I’m writing to you to ensure Yarra City Council’s Elizabeth St bike lanes are made permanent at their current width (and not narrowed). 

Elizabeth Street is a strategic cycling corridor and key east-west route within Victoria’s Principal Bicycle Network, and so a priority of the state government’s active transport map. 

[any personal story about Elizabeth Street]

Strategic Cycling Corridors are supposed to be safe and encourage greater cycling for transport.

Unfortunately, on the 8th of April 2025, Yarra City Council councillors voted for a proposal that will make these bike lanes unsafe and increase the number of near-misses and crashes between vulnerable road users and vehicles, against the wishes of the local community. I understand that the matter is now with the state government, and I urge you to protect these critical lanes. 

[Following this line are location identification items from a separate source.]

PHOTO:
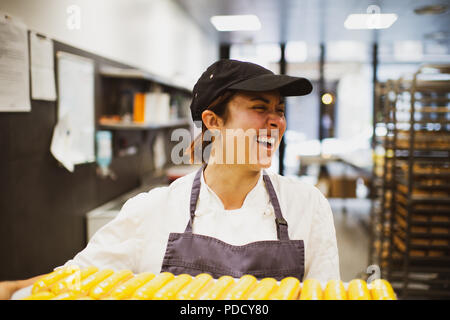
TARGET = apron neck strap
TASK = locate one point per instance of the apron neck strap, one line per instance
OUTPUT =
(281, 223)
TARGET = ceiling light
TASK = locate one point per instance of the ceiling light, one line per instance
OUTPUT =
(370, 21)
(236, 23)
(431, 9)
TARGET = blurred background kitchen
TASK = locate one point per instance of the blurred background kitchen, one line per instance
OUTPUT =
(91, 91)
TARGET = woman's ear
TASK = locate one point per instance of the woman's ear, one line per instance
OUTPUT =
(211, 120)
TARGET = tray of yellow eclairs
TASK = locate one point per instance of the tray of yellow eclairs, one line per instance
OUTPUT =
(73, 283)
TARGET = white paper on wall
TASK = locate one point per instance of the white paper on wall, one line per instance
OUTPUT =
(14, 76)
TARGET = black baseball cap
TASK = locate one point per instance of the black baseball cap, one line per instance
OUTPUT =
(227, 74)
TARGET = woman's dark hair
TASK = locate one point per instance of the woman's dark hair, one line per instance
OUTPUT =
(219, 107)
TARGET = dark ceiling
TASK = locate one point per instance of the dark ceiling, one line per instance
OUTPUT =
(316, 21)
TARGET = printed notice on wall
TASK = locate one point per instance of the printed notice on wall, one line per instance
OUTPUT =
(42, 69)
(73, 139)
(14, 76)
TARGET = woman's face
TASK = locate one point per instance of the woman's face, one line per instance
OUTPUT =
(254, 126)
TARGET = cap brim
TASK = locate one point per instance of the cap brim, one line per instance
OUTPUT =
(287, 85)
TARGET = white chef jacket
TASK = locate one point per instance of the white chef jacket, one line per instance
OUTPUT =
(137, 238)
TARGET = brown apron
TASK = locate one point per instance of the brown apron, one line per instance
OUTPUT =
(194, 253)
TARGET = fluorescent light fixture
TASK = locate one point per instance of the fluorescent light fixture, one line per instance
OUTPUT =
(370, 21)
(236, 23)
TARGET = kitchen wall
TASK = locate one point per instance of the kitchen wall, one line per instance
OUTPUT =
(42, 205)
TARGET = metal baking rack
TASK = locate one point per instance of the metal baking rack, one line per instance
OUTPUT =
(418, 263)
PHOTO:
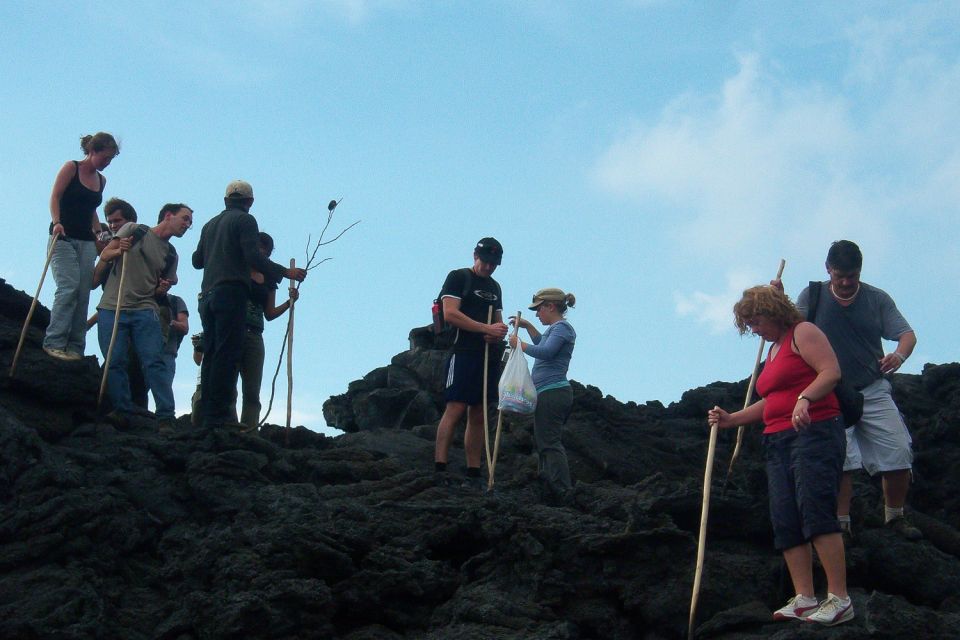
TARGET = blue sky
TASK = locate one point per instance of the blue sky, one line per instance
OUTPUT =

Narrowing these bike lanes will result in the following challenges:

  1. Safety: Due to narrower lanes and narrower buffers, people cycling will be travelling closer to parked cars with an increased risk of ‘dooring’ 
  2. Accessibility: Less confident riders, families and people using wheelchairs and mobility scooters will feel less confident in these lanes and be discouraged from using them as there is no room for faster riders to overtake
  3. Against guidelines: The councillors passed a proposal that does not follow modern safety guidance and design. The current version of the lanes (and the officer version of the lanes) do meet the Victorian guidance. Not meeting the guidance seems to open the state and council up to legal risk (as well as endangering people on bikes and scooters, as above). 
  4. Community Sentiment: Over 1,100 people, majority of whom are residents of the City of Yarra, signed a petition calling for the current width of the lanes and buffers to be retained. Council consultation results also showed the lanes were supported by the community. You can read what some locals said here.  
  5. Housing density and vulnerable residents on Elizabeth St: As Richmond continues to densify, new residents need safe cycling and mobility lanes to get to where they need to be. We can’t all get around by car, including because many can’t afford it. 

The Victorian Parliamentary Inquiry into impact of road safety behaviour on vulnerable road users found that poorly designed active transport infrastructure places pedestrians and bike riders at a greater risk when using the road (finding #7) and that the Victorian government should place greater emphasis on the safety of vulnerable road users in future road and urban infrastructure design and strategies (recommendation #8).

As Roads and Active Transport ministers, please intervene and stop the narrowing of these bike lanes from happening. The Department of Transport and Planning should not approve this proposed change.